The last six months in LLMs in five minutes

Simon Willison used a five-minute lightning talk at PyCon US 2026 to compress six months of LLM history into something digestible, and his annotated slide deck tells the story well: November 2025 was a turning point, coding agents quietly crossed a quality threshold that actually matters, and the open-weight models running on laptop hardware have become surprisingly hard to dismiss.

The period Willison covers begins with what he calls the November 2025 inflection point. The title of "best model" changed hands five times that month alone, trading between Anthropic, OpenAI, and Google in a sequence that started with Claude Sonnet 4.5, jumped to GPT-5.1, then Gemini 3, then GPT-5.1 Codex Max, before Anthropic reclaimed it with Claude Opus 4.5. Willison tracks this with his signature benchmark: asking each model to generate an SVG of a pelican riding a bicycle. The logic is sound. Pelicans are hard to draw, bicycles are hard to draw, the combination is physically impossible, and no AI lab would ever specifically train for it. Gemini 3 drew the best pelican of the November batch, he notes, though Opus 4.5 held the broader practitioner consensus for the next couple of months.

The pelican derby is fun, but the more consequential development from November was quieter and took longer to register. OpenAI and Anthropic had spent most of 2025 applying Reinforcement Learning from Verifiable Rewards to their models, specifically to improve code quality when paired with their respective agent frameworks. By November, the results were visible. Coding agents moved, in Willison's framing, from "often-work" to "mostly-work." That sounds like modest progress, but crossing the threshold where you can trust an agent as a daily driver without spending the majority of your time cleaning up its errors is a genuine shift in what the tools are actually useful for.

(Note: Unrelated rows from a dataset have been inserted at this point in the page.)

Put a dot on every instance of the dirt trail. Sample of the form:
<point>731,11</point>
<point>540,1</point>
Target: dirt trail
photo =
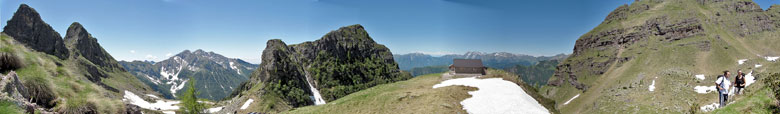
<point>593,92</point>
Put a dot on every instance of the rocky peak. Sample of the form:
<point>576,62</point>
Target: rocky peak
<point>76,30</point>
<point>27,27</point>
<point>347,34</point>
<point>88,47</point>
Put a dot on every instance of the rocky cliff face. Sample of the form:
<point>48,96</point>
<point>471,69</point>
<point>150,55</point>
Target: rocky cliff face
<point>27,27</point>
<point>341,62</point>
<point>87,46</point>
<point>667,39</point>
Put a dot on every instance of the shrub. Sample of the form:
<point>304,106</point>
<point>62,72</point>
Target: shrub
<point>8,107</point>
<point>9,61</point>
<point>40,91</point>
<point>78,106</point>
<point>189,100</point>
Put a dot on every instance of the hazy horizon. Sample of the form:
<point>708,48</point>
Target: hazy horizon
<point>156,29</point>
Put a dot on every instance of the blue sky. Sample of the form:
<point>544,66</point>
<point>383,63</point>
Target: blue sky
<point>156,29</point>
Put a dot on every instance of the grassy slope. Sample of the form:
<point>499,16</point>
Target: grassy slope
<point>68,82</point>
<point>624,87</point>
<point>415,95</point>
<point>755,100</point>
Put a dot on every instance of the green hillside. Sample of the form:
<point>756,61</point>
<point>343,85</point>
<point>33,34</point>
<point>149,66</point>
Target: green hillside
<point>667,42</point>
<point>65,83</point>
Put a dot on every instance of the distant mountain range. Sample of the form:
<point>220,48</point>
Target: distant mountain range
<point>216,75</point>
<point>499,60</point>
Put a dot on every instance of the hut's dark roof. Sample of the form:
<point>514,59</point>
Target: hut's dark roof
<point>467,63</point>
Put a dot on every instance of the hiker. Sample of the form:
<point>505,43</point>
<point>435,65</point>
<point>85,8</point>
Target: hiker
<point>739,82</point>
<point>723,83</point>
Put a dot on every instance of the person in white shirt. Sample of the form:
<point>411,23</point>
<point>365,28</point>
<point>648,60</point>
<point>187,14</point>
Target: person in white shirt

Also in November, someone named Pete made an initial commit to an obscure repository called Warelay. Willison includes this as a data point worth flagging, because Warelay went through several name changes over December and January before arriving at its final identity: OpenClaw, a personal AI assistant that, by February, had become a phenomenon well beyond what a three-month-old project typically achieves. The "Claw" as a category term took hold alongside it, driven by spinoff projects like NanoClaw and ZeroClaw. Mac Minis started selling out around Silicon Valley as people bought them specifically to run their Claws locally. Drew Breunig, as Willison recounts, joked that they had become the new digital pets, the Mac Mini functioning as the perfect aquarium. Willison's own preferred metaphor is Alfred Molina's Doc Ock from Spider-Man 2: AI-powered appendages that work fine until something damages the inhibitor chip.

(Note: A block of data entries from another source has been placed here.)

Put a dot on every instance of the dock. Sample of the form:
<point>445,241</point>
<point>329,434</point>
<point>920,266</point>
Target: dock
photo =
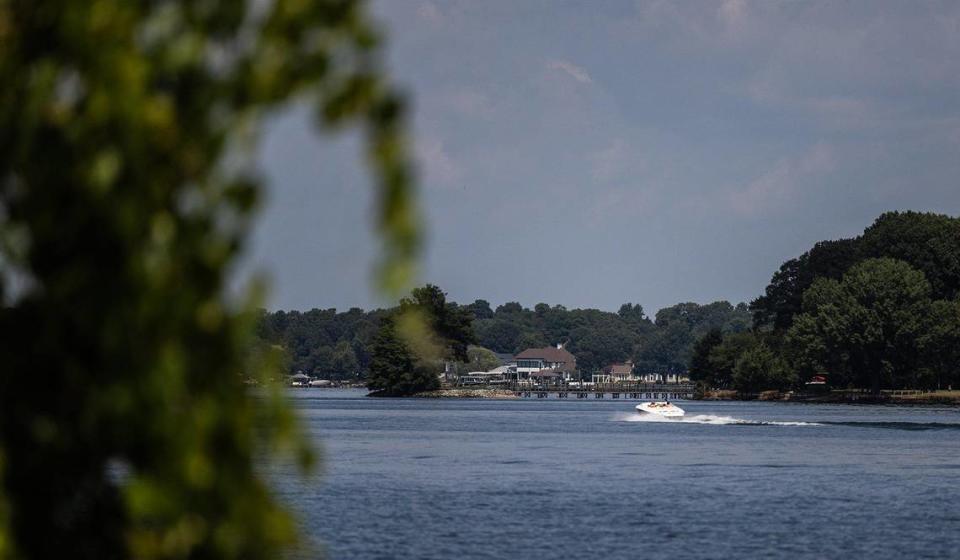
<point>627,391</point>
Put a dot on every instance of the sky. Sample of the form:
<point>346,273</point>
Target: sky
<point>600,152</point>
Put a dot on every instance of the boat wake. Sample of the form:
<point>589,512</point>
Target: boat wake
<point>708,419</point>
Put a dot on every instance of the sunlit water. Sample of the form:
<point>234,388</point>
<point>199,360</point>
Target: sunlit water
<point>591,479</point>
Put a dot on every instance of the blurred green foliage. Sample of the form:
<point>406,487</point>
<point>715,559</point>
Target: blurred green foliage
<point>127,130</point>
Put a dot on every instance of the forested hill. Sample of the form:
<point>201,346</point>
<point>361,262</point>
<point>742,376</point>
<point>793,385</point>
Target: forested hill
<point>878,311</point>
<point>337,345</point>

The December and January holiday period brought its own pattern. A lot of people, Willison included, used the break to push the new coding agents to their limits and got somewhat carried away. His own holiday project was a vibe-coded JavaScript interpreter written in Python, a loose port of MicroQuickJS he named micro-javascript. The demo runs JavaScript in Python, inside Pyodide, inside WebAssembly, inside JavaScript, inside a browser. Technically layered and genuinely impressive. Also, by his own admission, something nobody actually needed. He has since quietly retired that one and several others from the same period.

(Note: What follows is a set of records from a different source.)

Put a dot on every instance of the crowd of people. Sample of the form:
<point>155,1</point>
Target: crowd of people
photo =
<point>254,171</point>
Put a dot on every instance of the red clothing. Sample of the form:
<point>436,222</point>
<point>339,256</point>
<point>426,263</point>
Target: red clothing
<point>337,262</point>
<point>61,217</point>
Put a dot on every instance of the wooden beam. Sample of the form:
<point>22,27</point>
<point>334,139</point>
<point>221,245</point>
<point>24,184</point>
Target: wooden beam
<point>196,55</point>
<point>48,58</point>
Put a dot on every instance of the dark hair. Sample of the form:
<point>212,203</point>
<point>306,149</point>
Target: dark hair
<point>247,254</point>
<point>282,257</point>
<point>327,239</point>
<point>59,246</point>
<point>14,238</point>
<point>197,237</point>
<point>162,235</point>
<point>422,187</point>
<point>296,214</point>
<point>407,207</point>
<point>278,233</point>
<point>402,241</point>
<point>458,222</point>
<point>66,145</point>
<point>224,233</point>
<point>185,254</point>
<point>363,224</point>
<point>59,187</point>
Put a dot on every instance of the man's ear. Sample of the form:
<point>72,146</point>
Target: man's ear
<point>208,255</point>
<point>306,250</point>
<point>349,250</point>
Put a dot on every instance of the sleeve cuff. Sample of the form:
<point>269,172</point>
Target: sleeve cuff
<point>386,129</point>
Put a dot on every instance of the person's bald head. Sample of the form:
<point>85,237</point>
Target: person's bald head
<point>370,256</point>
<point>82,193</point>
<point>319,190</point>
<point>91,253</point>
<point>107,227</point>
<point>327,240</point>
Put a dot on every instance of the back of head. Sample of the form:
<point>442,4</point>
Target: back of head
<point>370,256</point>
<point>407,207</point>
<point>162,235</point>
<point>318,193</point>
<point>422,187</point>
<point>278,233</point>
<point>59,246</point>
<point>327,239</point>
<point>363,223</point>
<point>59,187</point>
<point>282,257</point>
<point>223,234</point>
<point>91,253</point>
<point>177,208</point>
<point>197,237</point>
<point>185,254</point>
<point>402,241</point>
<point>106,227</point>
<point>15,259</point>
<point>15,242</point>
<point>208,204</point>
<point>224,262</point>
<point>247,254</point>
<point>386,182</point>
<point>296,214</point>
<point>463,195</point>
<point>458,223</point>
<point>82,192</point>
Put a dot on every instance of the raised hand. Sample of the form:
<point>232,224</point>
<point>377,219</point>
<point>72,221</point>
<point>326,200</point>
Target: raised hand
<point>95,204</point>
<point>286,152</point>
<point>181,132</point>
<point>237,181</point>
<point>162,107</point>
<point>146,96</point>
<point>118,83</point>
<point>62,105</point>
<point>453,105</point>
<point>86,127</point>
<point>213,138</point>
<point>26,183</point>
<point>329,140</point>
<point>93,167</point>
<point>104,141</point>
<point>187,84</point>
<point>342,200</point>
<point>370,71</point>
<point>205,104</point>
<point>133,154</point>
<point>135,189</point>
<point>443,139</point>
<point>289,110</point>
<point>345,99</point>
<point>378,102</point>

February brought Gemini 3.1 Pro, which produced what Willison considers the best pelican-on-a-bicycle result he has seen, complete with a fish in the basket. Google's Jeff Dean amplified the moment by posting an animated version that included a frog on a penny-farthing, a giraffe driving a tiny car, an ostrich on roller skates, a turtle kickflipping a skateboard, and a dachshund driving a stretch limousine. Whether the AI labs had been watching Willison's benchmark or simply got very good at drawing improbable animals on vehicles, the output quality was hard to argue with.

April brought more developments worth noting. Google released the Gemma 4 series, which Willison describes as the most capable open-weight models he has seen from a US company. Chinese lab GLM released GLM-5.1, an open-weight model at 754 billion parameters and 1.51 terabytes in size — effective, but requiring hardware most people cannot casually afford. GLM-5.1 produced a competent pelican, though it struggled to animate it cleanly. It also, when prompted by a Bluesky commenter, generated an illustrated and animated SVG of a North Virginia Opossum on an e-scooter, complete with the tagline "Cruising the commonwealth since dusk." Willison reports that other models cannot come close to that result.

The other notable April contribution came from Qwen. The Qwen3.6-35B-A3B model, a 20.9GB file that runs on a laptop, drew a better pelican-on-a-bicycle than Claude Opus 4.7. Willison acknowledges this probably says as much about the limits of the benchmark as it does about the model, but the underlying point stands: locally runnable open-weight models have started producing results that were implausible a year ago.

The two themes Willison pulls out of the six months are straightforward. Coding agents got genuinely good enough to use. And laptop-scale open-weight models, while still well behind the frontier, have started wildly outperforming expectations. Both of those developments have practical weight, and neither looks like a temporary blip.